Bogollagama who served as the Foreign Minister during the fourth phase of the war (2007-2010) alleged that the UK adopted an extremely hostile position primarily because of domestic political reasons. Wikileaks disclosed the true extent of Tamil Diaspora influence on the British political establishment, Bogollagama said. So much so, the UK allowed the Global Tamil Forum (GTF) to announce its formation in the House of Commons in early 2010, the former Minister said. Would the UK accept Geneva advice as regards the proposed Bill, Bogollagama asked, those who voted for the resolution moved against Sri Lanka and abstained to realise that the UK’s stand in respect of Colombo was political.
The UK succeeded the US as Sri Lanka Core Chair in 2018 after the latter quit the Geneva body in a huff calling it a cesspool of political bias.
The purpose of the controversial British Bill is stated as being “to provide greater certainty for Service personnel and veterans in relation to claims and potential prosecution for historical events that occurred in the complex environment of armed conflict overseas.” British Forces played significant roles in the invasion of Iraq and Afghanistan. The Bill seeks to achieve this, in particular, by introducing new preconditions for the prosecution of alleged offences covered by the Bill.
“As currently drafted, the Bill would make it substantially less likely that UK service members on overseas operations would be held accountable for serious human rights violations amounting to international crimes,” the UNHRC statement dated April 12 quoted Bachelet as having said.
It stated that in its present form, the proposed legislation raises substantial questions about the UK’s future compliance with its international obligations, particularly under the Convention against Torture and Other Cruel, Inhuman or Degrading Treatment or Punishment (CAT), as well as the 1949 Geneva Conventions.
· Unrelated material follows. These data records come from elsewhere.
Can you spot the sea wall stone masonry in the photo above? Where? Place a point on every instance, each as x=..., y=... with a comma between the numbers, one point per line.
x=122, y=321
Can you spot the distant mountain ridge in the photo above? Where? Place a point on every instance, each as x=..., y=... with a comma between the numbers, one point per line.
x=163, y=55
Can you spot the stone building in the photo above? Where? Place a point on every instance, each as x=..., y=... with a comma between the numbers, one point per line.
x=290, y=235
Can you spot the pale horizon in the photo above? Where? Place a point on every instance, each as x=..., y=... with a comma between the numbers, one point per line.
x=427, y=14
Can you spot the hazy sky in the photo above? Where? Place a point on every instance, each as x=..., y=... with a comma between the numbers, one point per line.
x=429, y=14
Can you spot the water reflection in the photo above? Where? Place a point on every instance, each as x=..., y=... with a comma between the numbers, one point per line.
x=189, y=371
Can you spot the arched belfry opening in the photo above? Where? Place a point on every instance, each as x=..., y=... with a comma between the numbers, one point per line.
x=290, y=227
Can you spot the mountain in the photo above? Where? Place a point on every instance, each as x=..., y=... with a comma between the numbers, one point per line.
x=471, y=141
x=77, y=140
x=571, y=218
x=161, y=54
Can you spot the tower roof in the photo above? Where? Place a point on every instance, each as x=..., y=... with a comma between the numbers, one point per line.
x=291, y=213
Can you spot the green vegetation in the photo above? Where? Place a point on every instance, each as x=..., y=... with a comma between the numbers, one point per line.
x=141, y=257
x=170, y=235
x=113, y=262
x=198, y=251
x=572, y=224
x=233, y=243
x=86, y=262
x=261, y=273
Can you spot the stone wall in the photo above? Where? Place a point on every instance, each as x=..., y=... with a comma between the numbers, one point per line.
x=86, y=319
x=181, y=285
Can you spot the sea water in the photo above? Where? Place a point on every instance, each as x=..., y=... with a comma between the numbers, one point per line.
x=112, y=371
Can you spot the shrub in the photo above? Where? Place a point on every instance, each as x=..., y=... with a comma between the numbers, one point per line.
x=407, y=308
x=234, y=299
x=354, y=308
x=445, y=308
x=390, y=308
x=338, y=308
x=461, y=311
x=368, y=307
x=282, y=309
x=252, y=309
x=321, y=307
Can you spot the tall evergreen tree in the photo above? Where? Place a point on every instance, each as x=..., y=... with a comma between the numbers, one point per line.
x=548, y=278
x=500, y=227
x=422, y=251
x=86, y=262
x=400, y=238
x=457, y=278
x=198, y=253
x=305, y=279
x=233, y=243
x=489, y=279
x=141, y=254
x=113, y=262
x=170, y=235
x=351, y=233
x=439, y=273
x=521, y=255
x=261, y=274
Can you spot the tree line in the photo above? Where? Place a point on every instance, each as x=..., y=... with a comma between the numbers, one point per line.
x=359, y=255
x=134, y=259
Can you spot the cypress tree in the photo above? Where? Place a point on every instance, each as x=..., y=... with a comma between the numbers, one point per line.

These include obligations to prevent, investigate and prosecute acts such as torture and unlawful killing, and make no distinction as to when the offences were committed.
Responding to another query, Bogollagama said that Bachelet’s statement exposed the British hypocrisy. While demanding accountability on the part of Sri Lankan military on the basis of unsubstantiated war crimes accusations, the British deprived Geneva of wartime dispatches (January-May 2009) from its High Commission in Colombo in a bid to facilitate the campaign against Sri Lanka, former minister Bogollagama said.
The British exposed their hostile intentions when London turned down Sri Lanka’s request to hand over those dispatches to Geneva, the ex-lawmaker said, urging the government to continuously highlight the need for examination of all available evidence by the proposed new Geneva inquiry unit appointed at a cost of USD 2.8 mn.
Bachelet’s request to the UK was interesting, Bogollagama said. The former minister was referring to Bachelet’s appeal: “I urge UK legislators in both Houses of Parliament, and the Government, to take these concerns fully into account when reviewing the Bill, and to ensure that the law of the United Kingdom remains entirely unambiguous with regard to accountability for international crimes perpetrated by individuals, no matter when, where or by whom they are committed.”